Day 405: Uncle Pat

Rachel, Day by Day

I didn’t take these photos recently, but I know I at least took the first photo, so I’m counting it for my blog. These are photos of my Uncle Pat. The first one was taken in Michigan a few years ago. I’ve always loved that photo of him; he looks extremely happy. I miss that smile. I remember telling him to steer the boat so I could take a picture of him. He was nice enough to do it for me.

For this second photo, I want to guess it was taken in 2005. I know I was in college since I’m wearing the shirt we had created while living in the dorms. I think it was my little cousin’s birthday party. I love this photo because I really think it defines our relationship. We were very close.

I typed up a letter to my uncle this morning. I wanted to write something to him, hoping he is watching over me and reading this. I thought I’d share it with you.

Dear Uncle Pat,

I’ve missed you for an entire year now. It’s hard to believe you left this world 365 days ago. It feels like I haven’t seen you in years, but at the same time, it feels like yesterday when I got that horrible phone call from Ray telling me you passed on. Your cell phone number is still in my phone. There have been numerous times this past year when I saw your name and wanted to call you. I wish I could hear your voice right now.

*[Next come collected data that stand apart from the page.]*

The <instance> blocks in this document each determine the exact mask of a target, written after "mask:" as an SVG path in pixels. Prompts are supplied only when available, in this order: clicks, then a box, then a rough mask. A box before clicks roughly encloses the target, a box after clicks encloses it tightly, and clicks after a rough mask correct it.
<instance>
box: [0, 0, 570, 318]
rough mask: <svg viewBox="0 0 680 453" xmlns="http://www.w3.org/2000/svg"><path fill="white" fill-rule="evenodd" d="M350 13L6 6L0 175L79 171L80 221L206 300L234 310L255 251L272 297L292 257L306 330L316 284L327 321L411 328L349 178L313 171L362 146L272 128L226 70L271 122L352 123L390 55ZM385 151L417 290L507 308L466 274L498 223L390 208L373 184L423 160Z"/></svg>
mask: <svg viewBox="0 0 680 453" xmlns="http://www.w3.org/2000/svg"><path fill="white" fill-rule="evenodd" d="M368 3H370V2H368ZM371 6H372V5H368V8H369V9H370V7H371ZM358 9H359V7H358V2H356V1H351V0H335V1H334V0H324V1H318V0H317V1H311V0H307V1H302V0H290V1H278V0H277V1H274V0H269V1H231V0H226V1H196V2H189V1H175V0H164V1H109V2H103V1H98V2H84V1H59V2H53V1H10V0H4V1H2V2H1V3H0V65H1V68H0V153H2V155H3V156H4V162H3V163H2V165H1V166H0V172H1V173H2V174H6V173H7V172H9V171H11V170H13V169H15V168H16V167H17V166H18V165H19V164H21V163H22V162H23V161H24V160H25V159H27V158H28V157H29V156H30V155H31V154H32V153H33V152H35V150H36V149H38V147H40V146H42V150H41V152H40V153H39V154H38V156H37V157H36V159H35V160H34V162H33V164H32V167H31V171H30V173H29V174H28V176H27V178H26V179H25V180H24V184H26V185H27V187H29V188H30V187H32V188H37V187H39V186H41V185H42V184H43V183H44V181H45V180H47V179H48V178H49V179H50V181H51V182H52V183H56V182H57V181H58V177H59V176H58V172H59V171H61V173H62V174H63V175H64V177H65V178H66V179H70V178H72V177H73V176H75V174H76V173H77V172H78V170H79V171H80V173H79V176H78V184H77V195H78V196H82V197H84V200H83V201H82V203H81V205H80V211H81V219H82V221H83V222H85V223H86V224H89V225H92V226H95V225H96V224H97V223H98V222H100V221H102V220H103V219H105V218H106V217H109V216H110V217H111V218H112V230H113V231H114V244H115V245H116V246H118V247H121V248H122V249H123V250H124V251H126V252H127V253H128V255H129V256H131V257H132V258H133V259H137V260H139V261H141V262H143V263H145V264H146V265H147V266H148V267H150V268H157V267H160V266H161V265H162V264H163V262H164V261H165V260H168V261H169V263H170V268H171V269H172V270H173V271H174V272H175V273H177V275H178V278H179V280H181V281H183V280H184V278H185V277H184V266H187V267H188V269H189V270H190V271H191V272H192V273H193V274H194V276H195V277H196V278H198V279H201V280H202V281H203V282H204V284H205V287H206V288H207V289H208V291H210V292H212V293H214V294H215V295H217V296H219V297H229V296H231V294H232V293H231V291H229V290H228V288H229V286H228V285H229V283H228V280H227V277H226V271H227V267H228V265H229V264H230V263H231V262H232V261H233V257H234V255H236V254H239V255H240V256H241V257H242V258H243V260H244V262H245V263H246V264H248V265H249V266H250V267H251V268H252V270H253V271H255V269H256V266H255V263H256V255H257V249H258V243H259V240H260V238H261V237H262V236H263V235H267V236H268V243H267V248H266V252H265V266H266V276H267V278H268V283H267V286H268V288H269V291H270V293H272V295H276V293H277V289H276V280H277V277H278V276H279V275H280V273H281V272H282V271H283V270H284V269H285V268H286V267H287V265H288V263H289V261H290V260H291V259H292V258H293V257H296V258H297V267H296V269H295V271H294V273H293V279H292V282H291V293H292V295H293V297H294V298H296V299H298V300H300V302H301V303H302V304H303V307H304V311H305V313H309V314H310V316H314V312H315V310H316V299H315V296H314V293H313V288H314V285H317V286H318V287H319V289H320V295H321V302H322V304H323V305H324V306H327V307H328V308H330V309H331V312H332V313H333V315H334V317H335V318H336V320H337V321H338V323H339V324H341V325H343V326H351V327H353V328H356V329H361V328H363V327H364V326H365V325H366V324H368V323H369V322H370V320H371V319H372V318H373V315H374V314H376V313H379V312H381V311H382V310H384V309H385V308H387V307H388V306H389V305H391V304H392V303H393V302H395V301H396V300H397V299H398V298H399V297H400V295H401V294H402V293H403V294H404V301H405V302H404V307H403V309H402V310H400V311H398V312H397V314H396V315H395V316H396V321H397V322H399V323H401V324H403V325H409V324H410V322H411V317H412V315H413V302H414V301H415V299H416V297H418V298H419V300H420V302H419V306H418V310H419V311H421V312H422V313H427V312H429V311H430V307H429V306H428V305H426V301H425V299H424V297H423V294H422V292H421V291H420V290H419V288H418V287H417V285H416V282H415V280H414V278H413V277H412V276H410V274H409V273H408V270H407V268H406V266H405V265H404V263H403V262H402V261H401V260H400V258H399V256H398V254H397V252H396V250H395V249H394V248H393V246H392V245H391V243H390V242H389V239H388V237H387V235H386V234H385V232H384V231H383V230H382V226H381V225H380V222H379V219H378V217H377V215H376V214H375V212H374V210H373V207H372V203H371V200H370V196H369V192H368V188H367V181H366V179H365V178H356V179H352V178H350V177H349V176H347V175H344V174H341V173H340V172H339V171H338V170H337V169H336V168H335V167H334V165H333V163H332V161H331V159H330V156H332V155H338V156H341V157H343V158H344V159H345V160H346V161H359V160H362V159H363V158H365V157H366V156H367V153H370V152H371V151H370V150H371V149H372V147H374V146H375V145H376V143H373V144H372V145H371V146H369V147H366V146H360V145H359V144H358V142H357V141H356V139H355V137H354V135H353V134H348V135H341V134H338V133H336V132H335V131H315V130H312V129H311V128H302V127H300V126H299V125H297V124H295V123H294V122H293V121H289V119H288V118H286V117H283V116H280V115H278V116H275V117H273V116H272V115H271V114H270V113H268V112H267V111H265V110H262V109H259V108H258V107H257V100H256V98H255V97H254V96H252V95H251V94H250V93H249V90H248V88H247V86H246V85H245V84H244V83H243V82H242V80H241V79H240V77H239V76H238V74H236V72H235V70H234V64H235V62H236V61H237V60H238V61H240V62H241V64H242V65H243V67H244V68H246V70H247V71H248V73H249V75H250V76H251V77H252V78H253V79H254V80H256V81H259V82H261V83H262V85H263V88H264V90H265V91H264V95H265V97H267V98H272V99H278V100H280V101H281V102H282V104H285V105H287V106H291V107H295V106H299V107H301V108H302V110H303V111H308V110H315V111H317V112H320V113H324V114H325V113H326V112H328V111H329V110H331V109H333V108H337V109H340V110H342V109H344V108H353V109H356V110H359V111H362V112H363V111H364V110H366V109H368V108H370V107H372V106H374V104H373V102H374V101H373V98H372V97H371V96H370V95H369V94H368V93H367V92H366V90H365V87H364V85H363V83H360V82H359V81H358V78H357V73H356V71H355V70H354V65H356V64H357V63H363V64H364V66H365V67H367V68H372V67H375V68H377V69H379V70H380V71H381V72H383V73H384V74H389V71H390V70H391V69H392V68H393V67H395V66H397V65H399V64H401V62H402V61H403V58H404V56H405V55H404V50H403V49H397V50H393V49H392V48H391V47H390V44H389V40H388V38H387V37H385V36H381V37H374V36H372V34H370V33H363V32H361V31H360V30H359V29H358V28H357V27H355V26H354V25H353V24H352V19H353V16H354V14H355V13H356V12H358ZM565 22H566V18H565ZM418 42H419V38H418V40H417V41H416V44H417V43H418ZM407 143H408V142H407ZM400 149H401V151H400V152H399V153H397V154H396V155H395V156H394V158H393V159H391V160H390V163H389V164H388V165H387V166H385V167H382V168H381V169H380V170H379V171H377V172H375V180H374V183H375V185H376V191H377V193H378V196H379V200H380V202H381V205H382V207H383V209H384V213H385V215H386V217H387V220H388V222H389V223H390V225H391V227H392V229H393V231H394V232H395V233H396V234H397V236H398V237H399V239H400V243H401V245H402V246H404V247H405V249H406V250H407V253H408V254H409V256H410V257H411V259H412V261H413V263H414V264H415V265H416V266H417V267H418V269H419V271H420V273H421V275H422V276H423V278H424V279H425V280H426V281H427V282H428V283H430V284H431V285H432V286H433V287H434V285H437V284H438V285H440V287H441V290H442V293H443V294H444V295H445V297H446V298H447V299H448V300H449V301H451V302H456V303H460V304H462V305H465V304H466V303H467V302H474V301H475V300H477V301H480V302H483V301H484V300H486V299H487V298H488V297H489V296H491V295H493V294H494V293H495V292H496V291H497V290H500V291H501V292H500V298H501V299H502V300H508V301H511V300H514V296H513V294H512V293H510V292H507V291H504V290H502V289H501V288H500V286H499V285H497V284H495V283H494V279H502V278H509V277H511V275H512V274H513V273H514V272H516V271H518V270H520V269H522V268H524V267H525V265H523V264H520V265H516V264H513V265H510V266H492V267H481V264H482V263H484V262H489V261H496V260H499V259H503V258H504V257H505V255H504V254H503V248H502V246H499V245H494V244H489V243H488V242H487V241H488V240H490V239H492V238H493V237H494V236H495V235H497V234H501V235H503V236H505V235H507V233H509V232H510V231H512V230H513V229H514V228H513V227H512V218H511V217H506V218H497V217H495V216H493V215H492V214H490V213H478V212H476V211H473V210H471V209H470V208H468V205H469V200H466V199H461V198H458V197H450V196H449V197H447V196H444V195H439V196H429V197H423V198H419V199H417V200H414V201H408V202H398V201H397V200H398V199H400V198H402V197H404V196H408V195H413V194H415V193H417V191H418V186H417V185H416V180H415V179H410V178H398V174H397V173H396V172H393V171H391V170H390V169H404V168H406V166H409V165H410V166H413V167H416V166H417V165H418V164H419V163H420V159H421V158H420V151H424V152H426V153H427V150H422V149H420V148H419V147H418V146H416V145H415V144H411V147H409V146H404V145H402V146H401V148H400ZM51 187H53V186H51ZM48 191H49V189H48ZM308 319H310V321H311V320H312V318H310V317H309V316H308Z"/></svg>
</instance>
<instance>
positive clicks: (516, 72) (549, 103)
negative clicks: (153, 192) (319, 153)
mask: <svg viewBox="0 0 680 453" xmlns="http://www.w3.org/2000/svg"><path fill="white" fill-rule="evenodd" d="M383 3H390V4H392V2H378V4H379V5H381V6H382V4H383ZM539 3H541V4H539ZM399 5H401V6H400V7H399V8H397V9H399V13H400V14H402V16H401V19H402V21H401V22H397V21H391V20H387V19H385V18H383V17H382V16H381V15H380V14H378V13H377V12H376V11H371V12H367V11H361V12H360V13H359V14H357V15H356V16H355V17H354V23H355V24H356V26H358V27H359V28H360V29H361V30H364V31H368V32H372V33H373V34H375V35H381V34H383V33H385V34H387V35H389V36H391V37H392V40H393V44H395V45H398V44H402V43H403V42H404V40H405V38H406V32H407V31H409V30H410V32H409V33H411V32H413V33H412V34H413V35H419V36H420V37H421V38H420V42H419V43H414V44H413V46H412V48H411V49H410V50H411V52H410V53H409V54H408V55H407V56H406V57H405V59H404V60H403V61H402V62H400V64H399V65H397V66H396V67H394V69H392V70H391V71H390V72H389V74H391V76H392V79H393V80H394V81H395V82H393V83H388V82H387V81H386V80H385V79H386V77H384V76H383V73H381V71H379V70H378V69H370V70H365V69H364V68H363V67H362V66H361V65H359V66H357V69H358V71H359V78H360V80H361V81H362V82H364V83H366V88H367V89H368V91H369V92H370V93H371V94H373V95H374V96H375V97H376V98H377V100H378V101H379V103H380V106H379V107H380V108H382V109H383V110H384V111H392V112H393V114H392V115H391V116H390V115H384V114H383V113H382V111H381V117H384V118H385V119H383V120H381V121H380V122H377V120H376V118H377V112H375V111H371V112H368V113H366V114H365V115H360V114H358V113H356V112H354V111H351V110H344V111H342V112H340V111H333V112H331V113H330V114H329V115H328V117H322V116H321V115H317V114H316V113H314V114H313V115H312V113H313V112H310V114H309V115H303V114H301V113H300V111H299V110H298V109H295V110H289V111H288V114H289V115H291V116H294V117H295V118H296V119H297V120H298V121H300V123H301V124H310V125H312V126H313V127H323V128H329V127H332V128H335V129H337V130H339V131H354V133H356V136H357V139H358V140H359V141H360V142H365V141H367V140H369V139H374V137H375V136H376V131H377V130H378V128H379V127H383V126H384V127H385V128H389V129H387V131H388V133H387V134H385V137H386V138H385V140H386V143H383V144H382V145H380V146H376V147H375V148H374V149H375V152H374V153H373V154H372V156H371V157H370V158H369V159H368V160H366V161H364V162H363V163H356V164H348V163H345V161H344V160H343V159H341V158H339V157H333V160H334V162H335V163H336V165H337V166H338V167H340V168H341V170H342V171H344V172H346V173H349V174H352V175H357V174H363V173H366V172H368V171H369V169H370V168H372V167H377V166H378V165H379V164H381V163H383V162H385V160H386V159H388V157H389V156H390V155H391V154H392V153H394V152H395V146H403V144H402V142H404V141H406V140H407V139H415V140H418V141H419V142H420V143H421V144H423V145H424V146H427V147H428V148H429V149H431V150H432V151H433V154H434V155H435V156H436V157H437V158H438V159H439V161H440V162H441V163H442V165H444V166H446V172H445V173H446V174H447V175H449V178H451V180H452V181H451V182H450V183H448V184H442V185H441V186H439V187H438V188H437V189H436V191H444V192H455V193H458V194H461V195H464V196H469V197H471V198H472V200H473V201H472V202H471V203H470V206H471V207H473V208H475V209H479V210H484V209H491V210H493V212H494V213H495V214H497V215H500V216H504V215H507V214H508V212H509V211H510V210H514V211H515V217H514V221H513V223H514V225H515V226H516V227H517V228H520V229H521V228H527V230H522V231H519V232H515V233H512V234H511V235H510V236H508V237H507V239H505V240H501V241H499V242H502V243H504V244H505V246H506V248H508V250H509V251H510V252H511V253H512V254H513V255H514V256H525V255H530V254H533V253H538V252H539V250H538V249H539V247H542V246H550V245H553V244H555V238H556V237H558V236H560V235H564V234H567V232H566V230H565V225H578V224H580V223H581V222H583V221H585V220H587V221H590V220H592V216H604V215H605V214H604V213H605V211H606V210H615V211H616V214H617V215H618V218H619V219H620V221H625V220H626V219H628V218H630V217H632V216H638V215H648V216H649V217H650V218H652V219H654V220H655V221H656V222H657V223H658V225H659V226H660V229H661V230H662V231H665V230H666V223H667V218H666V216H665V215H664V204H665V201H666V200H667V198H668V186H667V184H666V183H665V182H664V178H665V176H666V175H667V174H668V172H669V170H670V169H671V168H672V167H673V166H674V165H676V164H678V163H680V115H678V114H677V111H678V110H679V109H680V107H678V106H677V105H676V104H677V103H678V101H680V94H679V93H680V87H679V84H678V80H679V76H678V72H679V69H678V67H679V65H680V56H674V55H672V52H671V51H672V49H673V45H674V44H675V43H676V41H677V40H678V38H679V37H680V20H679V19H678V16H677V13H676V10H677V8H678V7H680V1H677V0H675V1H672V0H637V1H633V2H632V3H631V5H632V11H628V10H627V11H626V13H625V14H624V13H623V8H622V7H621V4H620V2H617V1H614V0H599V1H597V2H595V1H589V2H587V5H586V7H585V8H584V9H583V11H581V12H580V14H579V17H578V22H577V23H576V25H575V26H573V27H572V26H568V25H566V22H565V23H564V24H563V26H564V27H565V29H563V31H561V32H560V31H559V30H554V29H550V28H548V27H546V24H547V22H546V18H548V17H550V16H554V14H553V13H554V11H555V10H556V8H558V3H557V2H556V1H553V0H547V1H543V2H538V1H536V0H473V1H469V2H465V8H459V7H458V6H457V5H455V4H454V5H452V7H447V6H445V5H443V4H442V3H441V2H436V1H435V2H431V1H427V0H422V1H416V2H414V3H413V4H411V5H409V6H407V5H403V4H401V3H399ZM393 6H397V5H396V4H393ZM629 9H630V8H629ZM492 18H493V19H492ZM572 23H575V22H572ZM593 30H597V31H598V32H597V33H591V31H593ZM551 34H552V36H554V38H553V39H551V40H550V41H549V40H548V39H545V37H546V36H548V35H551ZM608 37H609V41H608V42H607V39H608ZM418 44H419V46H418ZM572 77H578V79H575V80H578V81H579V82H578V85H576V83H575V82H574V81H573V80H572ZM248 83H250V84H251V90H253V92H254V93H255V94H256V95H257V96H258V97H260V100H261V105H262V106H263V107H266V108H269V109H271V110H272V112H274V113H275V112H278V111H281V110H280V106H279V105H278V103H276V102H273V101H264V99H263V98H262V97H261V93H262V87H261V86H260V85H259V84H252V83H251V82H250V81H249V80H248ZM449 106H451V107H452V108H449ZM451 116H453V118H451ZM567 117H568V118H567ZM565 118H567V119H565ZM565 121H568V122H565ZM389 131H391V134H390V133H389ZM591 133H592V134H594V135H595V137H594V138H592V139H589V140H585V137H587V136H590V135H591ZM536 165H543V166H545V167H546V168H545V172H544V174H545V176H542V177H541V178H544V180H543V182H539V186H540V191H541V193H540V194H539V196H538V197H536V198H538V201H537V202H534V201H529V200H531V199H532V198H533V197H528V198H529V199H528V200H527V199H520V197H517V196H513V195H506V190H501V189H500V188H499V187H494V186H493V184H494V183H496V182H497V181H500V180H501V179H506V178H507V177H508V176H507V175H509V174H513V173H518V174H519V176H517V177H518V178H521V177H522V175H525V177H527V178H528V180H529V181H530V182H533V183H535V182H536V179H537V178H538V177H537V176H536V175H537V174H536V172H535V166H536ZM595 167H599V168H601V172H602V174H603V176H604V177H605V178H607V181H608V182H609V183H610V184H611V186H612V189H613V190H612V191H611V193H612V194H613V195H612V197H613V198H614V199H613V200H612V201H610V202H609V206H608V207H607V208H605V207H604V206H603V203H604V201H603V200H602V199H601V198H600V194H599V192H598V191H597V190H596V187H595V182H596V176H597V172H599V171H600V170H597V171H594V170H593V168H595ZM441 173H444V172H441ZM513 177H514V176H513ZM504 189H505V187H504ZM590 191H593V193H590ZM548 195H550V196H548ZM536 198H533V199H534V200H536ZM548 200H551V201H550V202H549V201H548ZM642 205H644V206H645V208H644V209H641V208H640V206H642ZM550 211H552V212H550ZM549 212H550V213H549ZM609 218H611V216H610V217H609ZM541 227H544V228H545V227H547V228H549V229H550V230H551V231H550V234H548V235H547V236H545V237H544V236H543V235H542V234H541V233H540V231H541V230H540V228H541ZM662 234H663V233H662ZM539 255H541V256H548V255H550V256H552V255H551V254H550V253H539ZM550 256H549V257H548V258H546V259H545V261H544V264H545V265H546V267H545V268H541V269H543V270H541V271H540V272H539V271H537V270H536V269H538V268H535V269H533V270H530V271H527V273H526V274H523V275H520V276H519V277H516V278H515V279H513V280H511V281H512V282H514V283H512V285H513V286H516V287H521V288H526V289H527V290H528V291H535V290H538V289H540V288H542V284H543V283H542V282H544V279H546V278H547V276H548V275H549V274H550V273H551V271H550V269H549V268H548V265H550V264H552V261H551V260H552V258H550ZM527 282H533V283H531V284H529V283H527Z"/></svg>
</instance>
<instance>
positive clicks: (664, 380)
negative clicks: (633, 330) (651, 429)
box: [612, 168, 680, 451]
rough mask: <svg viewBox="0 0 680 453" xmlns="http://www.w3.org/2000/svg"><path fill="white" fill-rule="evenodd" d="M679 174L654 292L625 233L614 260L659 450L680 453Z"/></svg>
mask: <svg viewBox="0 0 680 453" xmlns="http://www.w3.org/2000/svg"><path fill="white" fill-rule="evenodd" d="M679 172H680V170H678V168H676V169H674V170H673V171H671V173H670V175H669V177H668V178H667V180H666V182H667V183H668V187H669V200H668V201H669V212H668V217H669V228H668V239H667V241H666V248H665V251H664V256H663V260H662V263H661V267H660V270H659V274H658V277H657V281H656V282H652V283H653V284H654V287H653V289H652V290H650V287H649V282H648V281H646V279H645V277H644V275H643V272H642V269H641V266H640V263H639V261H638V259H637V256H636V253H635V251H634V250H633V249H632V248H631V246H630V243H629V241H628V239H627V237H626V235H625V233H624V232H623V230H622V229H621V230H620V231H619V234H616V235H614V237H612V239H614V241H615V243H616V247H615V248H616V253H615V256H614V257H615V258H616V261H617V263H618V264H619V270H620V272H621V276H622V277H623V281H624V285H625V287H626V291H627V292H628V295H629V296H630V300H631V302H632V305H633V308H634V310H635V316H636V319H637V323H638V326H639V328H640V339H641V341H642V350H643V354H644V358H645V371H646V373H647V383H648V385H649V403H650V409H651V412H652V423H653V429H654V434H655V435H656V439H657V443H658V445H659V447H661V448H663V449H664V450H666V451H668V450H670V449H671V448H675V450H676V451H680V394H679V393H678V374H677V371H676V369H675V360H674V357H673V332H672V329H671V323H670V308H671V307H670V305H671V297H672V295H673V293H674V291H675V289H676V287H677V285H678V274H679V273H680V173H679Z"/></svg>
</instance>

I’m still confused as to why you left this world so suddenly. Everything happened so fast. There was no time to process anything. I don’t know if I’ll ever accept it. Cancer really is a bitch. But, I’m so thankful that I got to see you one last time the weekend before you died. I’m thankful for that every single day of my life. You were in the hospital, but you were still smiling that wonderful smile of yours, and you were so strong. You kept telling us how you expected to be out of the hospital in a few days. Little did I know that was the last time I’d see you. If I knew that, I would have wrapped my arms around you and never let you go. I would have told you I love you over and over again. I cried as I was leaving you in your hospital room, but I remember glancing back one last time at you. You smiled and waved to me. I’ll never forget that moment. Ever.

I am really thankful that we had such a close relationship. You were able to confide in me about things, and vice versa. I remember having conversations about work, boys, vacations, and other things while going on walks or riding in the car with you. I miss these conversations, even our general ones, like what kind of computer you should buy, movies, and our Smallville obsession. I miss visiting you at work, playing games, and going on vacations with you. I miss putting my head on your shoulder. I miss everything.

This past year has been difficult without you, Pat. I still sometimes forget you are gone. The other day, I had a question about the show Dallas, and for a split second, I thought about asking you. The one thing that really bothered me at first after you died was that I hoped you really knew how much I love you and how much you touched my life. And now, looking back on our amazing memories together, I believe you did know. We had so many laughs together.

Pat, you are in my heart, always and forever.